Pela lógica da reciprocidade, a única forma de vencer essa verdadeira guerra biológica passaria também pela participação efetiva de todos os segmentos sociais.
Novas gerações de drogas são obviamente de fundamental importância para o combate aos microorganismos de plantão, mas é consenso entre a comunidade científica que isso não impedirá o alastramento das pragas.
"A organização social é responsável efetivamente pela volta de doenças e o aparecimento de outras", explica Luiz Carlos Meneguetti, diretor-geral do Instituto Adolfo Lutz, um dos maiores centros de pesquisa na área do país.
"As reações da comunidade científica não são suficientes, deve existir uma da sociedade", diz.
Um exemplo seria o caso da Aids, onde, paralelamente à procura de um medicamento contra o vírus, existem campanhas sociais de prevenção contra a doença.
Mais do que a criação de novos organismos patogênicos, a intervenção do homem na natureza pode revelar agentes que estavam "escondidos".

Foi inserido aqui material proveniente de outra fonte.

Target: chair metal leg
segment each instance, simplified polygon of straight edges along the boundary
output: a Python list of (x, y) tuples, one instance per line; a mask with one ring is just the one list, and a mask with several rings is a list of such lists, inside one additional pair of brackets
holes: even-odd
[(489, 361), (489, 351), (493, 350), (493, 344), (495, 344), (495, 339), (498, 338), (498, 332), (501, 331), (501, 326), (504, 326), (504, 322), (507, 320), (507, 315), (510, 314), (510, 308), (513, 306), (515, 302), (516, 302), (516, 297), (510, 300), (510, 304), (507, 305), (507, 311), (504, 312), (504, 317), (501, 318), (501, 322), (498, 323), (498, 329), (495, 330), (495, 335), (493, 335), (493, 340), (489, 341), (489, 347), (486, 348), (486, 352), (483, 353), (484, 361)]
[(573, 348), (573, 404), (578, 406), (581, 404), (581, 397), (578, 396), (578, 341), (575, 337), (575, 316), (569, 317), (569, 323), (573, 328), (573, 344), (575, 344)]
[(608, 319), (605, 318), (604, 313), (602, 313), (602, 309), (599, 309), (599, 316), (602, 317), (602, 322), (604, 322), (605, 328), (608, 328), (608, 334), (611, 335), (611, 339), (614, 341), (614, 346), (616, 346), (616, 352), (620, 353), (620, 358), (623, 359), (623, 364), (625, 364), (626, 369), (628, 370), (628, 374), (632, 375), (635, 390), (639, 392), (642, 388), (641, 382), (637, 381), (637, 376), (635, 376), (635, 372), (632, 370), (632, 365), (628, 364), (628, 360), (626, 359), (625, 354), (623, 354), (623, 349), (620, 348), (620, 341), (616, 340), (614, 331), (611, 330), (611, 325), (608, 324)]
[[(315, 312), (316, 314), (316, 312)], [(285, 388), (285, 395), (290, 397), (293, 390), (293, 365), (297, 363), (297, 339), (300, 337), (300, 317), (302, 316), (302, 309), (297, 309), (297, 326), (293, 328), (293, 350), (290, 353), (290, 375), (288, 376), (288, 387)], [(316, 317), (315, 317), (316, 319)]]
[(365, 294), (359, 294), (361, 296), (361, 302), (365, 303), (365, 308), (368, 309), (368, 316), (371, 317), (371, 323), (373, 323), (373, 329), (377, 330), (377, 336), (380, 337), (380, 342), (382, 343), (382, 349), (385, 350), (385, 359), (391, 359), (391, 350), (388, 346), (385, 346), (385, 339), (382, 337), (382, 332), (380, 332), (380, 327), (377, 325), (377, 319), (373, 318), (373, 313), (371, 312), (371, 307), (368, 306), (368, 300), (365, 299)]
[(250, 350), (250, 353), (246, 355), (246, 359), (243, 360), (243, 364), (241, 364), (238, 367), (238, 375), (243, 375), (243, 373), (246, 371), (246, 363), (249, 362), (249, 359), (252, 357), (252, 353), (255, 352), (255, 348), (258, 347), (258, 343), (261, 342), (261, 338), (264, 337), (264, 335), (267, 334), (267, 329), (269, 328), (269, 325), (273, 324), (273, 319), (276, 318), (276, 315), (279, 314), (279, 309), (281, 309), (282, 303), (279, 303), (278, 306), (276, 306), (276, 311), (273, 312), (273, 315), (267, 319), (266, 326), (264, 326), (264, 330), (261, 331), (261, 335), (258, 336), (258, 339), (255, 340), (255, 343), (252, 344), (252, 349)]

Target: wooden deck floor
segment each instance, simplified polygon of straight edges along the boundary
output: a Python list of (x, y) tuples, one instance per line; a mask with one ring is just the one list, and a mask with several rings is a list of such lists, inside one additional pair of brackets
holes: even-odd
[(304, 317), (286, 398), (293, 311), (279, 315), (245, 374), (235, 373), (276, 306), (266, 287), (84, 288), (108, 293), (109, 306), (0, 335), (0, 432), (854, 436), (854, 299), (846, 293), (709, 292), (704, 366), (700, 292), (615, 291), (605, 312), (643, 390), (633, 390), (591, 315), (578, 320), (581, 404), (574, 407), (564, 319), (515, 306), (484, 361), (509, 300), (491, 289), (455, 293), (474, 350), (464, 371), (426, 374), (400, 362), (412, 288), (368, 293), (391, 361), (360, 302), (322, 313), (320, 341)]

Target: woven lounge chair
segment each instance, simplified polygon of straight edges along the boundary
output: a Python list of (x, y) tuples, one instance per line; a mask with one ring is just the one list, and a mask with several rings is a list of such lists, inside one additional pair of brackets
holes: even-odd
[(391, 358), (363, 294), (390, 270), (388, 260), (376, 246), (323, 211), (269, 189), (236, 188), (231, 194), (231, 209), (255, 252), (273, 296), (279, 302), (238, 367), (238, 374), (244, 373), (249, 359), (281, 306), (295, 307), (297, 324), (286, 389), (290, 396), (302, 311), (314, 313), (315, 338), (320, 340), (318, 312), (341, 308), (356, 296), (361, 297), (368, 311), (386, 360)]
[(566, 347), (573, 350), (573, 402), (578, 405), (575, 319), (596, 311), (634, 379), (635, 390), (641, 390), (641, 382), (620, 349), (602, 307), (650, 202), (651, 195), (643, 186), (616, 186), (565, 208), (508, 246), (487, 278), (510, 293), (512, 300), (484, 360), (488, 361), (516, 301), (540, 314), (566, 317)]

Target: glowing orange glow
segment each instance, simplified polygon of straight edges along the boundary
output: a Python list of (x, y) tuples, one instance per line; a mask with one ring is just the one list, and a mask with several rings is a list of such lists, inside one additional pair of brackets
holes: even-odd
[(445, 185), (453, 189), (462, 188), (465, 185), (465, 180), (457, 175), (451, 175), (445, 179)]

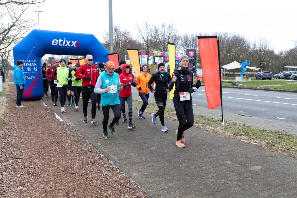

"A gente não sabe se os vírus emergentes já existiam no passado ou se fazem parte do processo evolutivo", segundo Jorge Travassos da Rosa, diretor do Instituto Evandro Chagas, de Belém (PA).
Ele explica que o homem faz parte da cadeia epidemiológica. Dessa forma, agredindo a natureza, ele pode causar um desequilíbrio ecológico, desbalanceando-a.
"A tendência é que os diversos fatores que interagem para manter esse equilíbrio fiquem desnorteados. O malefício que ele causa se volta contra ele", diz.
Aspectos tecnológicos, econômicos, demográficos e culturais podem desequilibrar a cadeia.
Questões sociais, como saneamento, também fazem a festa dos microorganismos oportunistas.
É o caso, por exemplo, dos surtos de difteria e cólera que aconteceram em 1993 na Rússia, evitáveis com higiene e uma rede de saneamento adequada.
Não se pode esquecer também do colapso sofrido pelo sistema de saúde público, que facilita a proliferação de doenças relativamente simples de prevenir e de tratar.
Isso explica por que algumas doenças que aterrorizam países do Terceiro Mundo praticamente inexistem nos de Primeiro Mundo, que têm uma rede de saúde mais ampla e de melhor qualidade.

Dose cavalar
Sem dúvida nenhuma, um dos grandes responsáveis pelo fortalecimento e consequente "volta" de microorganismos que estavam praticamente erradicados é o uso indiscriminado de medicamentos.
Quando os antibióticos começaram a surgir, na década de 40, a sociedade exultou com a possibilidade de ver seus problemas com doenças infecciosas resolvidos.
Isso levou ao uso indiscriminado de antibióticos, muitas vezes quando nem eram necessários, que a longo prazo produziu linhagens resistentes de microorganismos.
A tuberculose, por exemplo, ressurgiu com força em áreas onde ela parecia praticamente erradicada, como em 1993, nos EUA.
Além disso, essa falsa sensação de "segurança" fez com que as autoridades se descuidassem de medidas sanitárias que antes tomavam contra as infecções.
Para Meneguetti, a grande disponibilidade de medicamentos no mercado e a facilidade de acesso a eles pela população —que cada vez mais se automedica— tem grande parcela de culpa na criação destas linhagens resistentes.
Além disso, a cura de doenças teria se transferido excessivamente aos remédios. "Antigamente, minha mãe me dava um chazinho e me mandava brincar", diz.
A cura, nesse caso, ficava por conta do sistema imunológico, que era capaz de dar conta dos invasores de então, mais "fraquinhos" que os de hoje.
A melhor arma hoje para controlar o avanço das doenças é a informação. Um dos maiores símbolos disso, além da revista dos CDC (leia texto na página anterior), é a rede criada pela Organização Mundial da Saúde, que visa uma integração de pesquisadores em novas doenças no mundo.
Com essa troca de informações, espera-se produzir mais rapidamente novas drogas e tratamento, pois os microorganismos estão ganhando essa "corrida" com sua velocidade de adaptação.
A era da "tranquilidade do antibiótico" parece ter acabado. Se a humanidade não tomar suas precauções, terá sempre algum peso na consciência quando saborear uma refeição, fazer amor ou até mesmo passear por um bosque.